Name: Anonymous 2012-04-30 19:39

First semester CS major here - I was absent from class once a while back and now that we're referencing the material I missed, I'm a little clueless. I have no friends so I figured I'd ask you guys.

Basically put, I'm having a little trouble how ifstream objects work. Before this segment of code, I've successfully opened a file and assigned it to ifstream variable "infile," but I don't know how I'm supposed to use it.

for (i = 1; i<= 3; i++)
{
    getInputs (infile, l, w);
    a = getArea (l, w);
    displayArea (l, w, a);
}

I'm fine with the functions displayArea and getArea, but this is what I'm working off of with getInputs and I'm a little stumped.

getInputs (ifstream& inputFile, double& length, double& width)
{
    inputFile >> length >> width;
}

I realize this fragment is probably retarded but I'm clueless - I'd appreciate any help you can give me.

Name: Anonymous 2012-05-01 13:32

>>4
To get a clue about what the >> operator does in case of ifstream, check the documentation.
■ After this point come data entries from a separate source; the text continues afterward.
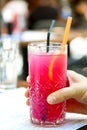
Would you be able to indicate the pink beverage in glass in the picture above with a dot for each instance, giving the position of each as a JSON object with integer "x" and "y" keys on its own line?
{"x": 43, "y": 82}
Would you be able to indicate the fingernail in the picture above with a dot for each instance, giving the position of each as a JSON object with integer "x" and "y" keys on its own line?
{"x": 51, "y": 99}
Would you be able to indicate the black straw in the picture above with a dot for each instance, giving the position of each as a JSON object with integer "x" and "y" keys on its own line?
{"x": 48, "y": 34}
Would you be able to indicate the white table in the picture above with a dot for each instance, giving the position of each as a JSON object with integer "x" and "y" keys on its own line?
{"x": 14, "y": 114}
Since this is C++ you can assume from the beginning that what you see will be absolutely retarded.

ifstream& operator>>(ifstream&, some type here&);

What it does is read from the ifstream, in a type-specific way, into the second argument. The return value is the changed ifstream (which is actually just the same ifstream with some changed state). The reason for the return value is simply for making reading chainable.

So (inputFile >> length) return an ifstream which then has operator>> called on it with `width' as an argument.